Nothing is more motivating than progress in meaningful work and nothing more taxing than setbacks. Even when progress happens in small steps, a person’s sense of steady forward movement toward an important goal can make all the difference between a great day and a terrible one. So much so that this is a fundamental management principle: facilitating progress is the most effective way for managers to influence inner work life. 

Bonus: Progress not only affect motivation. Progress also inspires joy.

2) Heavy Time Pressure Kills Creativity. But Zero Pressure Is Lousy Too.

Heavy time pressure kills creativity and morale. On the other hand, having no deadlines makes people bored. Much like with stress, low-to-moderate time pressure produces the best results. In general, low-to-moderate time pressure seems optimal for sustaining positive thoughts, feelings, and drives.
If you're the type of person who thrives on deadlines, know that heavy time pressure has a negative effect and can reduce creativity for *days*. There’s a kind of “pressure hangover,” with lower creativity persisting for two days or more.

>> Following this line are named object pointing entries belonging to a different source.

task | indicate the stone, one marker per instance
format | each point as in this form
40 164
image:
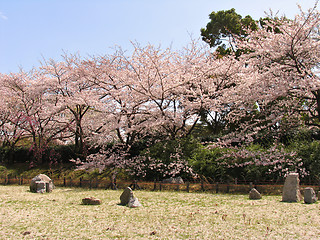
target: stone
254 194
41 184
126 196
291 191
91 201
134 203
177 180
309 195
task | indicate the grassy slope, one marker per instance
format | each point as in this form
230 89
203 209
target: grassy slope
164 215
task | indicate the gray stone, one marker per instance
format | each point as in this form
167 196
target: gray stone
126 196
291 191
309 195
254 194
134 203
177 180
41 183
91 201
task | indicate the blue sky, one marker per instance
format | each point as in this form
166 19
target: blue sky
31 30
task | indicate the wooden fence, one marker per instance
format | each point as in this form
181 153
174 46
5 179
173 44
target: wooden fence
234 188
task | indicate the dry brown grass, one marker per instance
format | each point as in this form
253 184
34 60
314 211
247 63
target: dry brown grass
164 215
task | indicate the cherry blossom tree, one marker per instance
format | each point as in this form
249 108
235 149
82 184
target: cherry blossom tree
31 114
72 90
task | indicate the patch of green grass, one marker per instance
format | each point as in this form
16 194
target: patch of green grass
164 215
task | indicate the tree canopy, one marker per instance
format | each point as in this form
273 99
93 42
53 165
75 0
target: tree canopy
224 26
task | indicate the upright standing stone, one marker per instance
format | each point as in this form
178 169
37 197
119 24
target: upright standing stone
309 195
291 192
254 194
41 183
126 196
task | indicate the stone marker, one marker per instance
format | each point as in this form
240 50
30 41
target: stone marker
41 184
91 201
126 196
309 195
254 194
127 199
291 192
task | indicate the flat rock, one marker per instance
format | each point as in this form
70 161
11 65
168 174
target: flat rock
177 180
134 203
91 201
254 194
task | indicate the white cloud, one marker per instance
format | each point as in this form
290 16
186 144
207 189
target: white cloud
2 16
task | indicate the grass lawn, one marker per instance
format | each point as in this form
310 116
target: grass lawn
164 215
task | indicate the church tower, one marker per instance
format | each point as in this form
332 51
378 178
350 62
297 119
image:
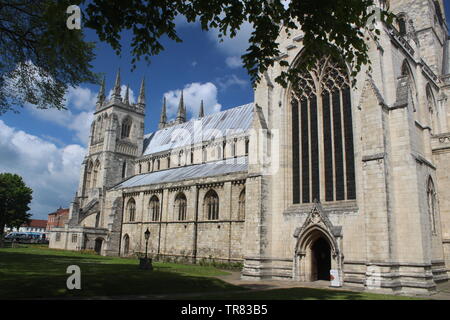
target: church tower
116 139
425 23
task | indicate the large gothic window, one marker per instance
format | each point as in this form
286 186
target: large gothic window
322 135
211 205
131 210
154 208
431 196
180 206
126 244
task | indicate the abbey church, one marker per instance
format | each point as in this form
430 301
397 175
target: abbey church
314 177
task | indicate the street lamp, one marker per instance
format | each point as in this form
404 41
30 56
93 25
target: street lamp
146 263
147 236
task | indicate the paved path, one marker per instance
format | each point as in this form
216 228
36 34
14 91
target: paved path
443 290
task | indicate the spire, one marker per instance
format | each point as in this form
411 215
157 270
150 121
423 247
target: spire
116 92
126 100
181 115
141 98
201 113
101 94
163 118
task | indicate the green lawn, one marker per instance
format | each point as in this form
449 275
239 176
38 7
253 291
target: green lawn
33 271
37 272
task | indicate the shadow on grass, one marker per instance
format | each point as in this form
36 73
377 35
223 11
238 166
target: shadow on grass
38 275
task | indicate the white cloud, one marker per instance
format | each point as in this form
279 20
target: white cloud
231 80
80 104
193 93
52 172
233 62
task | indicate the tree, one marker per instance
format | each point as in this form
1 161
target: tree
34 38
39 57
14 199
331 27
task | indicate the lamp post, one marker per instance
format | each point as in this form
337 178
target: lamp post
147 236
146 263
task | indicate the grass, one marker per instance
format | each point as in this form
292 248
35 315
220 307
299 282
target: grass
34 271
306 294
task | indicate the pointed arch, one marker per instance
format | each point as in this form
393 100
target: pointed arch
432 204
89 169
95 174
126 245
432 109
126 127
153 206
241 212
131 210
321 129
406 71
211 205
181 206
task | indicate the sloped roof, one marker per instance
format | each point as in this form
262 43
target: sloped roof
217 125
203 170
34 223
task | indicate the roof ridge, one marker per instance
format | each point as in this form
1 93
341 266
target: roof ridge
180 125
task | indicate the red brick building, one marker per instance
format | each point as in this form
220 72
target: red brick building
57 218
34 225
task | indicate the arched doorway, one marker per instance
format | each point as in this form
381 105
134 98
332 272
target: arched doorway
321 260
98 245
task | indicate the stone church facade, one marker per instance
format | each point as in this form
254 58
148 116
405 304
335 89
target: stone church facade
310 178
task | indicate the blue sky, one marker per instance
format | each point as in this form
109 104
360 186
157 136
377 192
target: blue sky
47 147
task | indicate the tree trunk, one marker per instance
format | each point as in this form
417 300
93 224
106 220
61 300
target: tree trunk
2 231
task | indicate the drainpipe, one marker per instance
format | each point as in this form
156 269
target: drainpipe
121 225
194 251
160 221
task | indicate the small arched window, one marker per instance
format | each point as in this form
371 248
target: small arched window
180 155
211 205
219 152
432 112
406 72
154 208
89 170
181 206
126 127
204 154
131 210
124 169
126 244
224 145
97 220
401 20
431 197
95 175
241 213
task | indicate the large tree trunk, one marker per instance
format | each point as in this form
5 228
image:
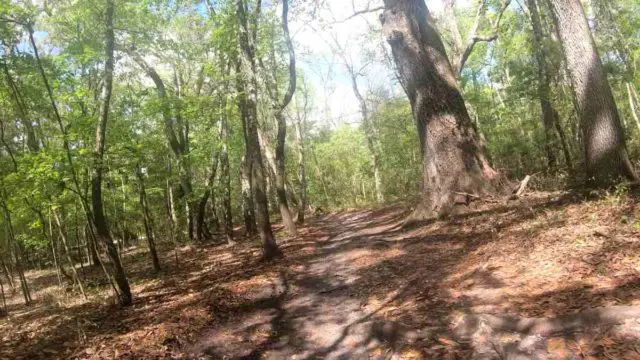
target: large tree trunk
100 221
605 150
278 110
453 159
249 98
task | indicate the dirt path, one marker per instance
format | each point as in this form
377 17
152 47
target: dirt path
358 286
311 311
550 277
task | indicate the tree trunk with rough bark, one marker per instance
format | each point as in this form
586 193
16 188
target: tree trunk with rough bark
544 89
147 220
453 159
63 236
249 98
100 221
302 178
606 155
225 180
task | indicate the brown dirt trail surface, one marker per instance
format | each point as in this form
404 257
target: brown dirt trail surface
516 281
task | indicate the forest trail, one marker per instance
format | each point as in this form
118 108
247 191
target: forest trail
355 291
357 285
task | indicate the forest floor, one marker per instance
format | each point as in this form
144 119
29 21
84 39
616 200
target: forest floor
358 285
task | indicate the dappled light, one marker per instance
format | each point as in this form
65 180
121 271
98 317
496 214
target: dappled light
319 179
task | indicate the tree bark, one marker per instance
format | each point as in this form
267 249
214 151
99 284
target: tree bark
544 89
250 97
453 159
632 105
279 107
177 136
100 221
148 220
302 178
605 150
63 236
14 248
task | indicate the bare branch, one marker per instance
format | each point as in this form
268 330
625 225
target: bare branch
358 13
473 35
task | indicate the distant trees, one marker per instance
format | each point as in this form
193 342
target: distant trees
100 221
453 160
208 120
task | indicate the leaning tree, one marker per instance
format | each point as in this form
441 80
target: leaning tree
454 165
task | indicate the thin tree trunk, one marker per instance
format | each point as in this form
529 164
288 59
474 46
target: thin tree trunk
178 140
14 248
53 246
543 85
172 221
249 98
632 105
453 159
8 274
605 149
202 204
148 221
4 311
302 178
100 221
279 107
225 180
251 229
63 236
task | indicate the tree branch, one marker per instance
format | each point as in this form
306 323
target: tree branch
473 33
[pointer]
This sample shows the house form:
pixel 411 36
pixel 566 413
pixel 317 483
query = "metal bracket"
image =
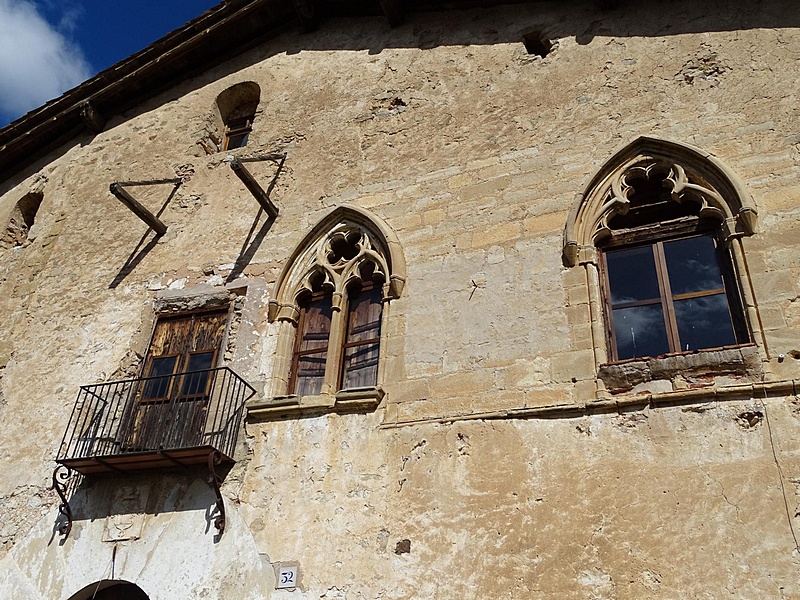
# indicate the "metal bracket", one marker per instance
pixel 61 475
pixel 214 480
pixel 237 164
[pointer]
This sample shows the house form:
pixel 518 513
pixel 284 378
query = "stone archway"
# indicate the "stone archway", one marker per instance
pixel 109 589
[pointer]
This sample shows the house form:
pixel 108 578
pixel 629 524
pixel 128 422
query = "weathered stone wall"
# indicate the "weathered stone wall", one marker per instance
pixel 483 452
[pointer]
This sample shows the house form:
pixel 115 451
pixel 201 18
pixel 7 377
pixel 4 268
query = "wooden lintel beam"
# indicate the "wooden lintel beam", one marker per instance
pixel 306 13
pixel 92 118
pixel 137 209
pixel 252 185
pixel 393 9
pixel 174 181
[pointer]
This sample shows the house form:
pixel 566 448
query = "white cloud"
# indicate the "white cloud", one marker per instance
pixel 37 63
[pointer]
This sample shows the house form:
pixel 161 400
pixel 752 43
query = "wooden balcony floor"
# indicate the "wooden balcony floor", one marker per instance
pixel 144 460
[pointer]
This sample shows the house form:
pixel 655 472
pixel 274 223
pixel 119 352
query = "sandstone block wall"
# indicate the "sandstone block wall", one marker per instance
pixel 495 451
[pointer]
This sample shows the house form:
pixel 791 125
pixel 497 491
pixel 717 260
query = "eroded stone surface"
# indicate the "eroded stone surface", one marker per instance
pixel 473 153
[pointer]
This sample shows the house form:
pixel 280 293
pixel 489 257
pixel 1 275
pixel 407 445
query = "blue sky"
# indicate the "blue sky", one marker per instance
pixel 50 46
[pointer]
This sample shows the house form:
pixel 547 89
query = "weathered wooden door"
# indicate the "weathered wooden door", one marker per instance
pixel 172 402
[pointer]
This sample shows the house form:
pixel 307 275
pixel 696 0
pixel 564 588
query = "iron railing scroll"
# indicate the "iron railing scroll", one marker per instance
pixel 114 424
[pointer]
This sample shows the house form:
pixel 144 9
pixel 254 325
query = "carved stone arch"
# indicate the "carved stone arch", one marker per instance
pixel 243 96
pixel 374 242
pixel 691 174
pixel 108 589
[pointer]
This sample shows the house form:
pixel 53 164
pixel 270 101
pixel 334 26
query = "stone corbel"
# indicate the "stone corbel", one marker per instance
pixel 748 219
pixel 395 288
pixel 282 312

3) You’re More Creative When It’s Not About The Money

Artwork done for love was judged to be of higher quality by artists than pieces done for money. Commissioned works were rated as significantly less creative than the non-commissioned works, yet they were not rated as different in technical quality. Moreover, the artists reported feeling significantly more constrained when doing commissioned works than when doing non-commissioned works.
So how can you reward good creative work when money hurts performance? Bonuses. Not expecting any extras helps produce higher levels of creativity. Rewards that support personal motivation are best, like helpful feedback, time, freedom or resources to pursue exciting ideas.
Intrinsic motivation is still best, and extrinsic motivation that’s controlling is still detrimental to creativity, but extrinsic motivators that reinforce intrinsic drives can be highly effective.

4) Want To Be More Creative? First, Get Happy

The more positive a person’s mood on a given day, the more creative thinking he did that day. There is even a carryover effect for the next two days after (what psychologists call an incubation effect) There is a definitive connection between positive emotion and creativity.
Source: Eric Barker

So Planning, doing something we enjoy and keeping

a positive attitude = really worth it:)


keep a work diary and see what connections you can make between what happens at work and how you feel.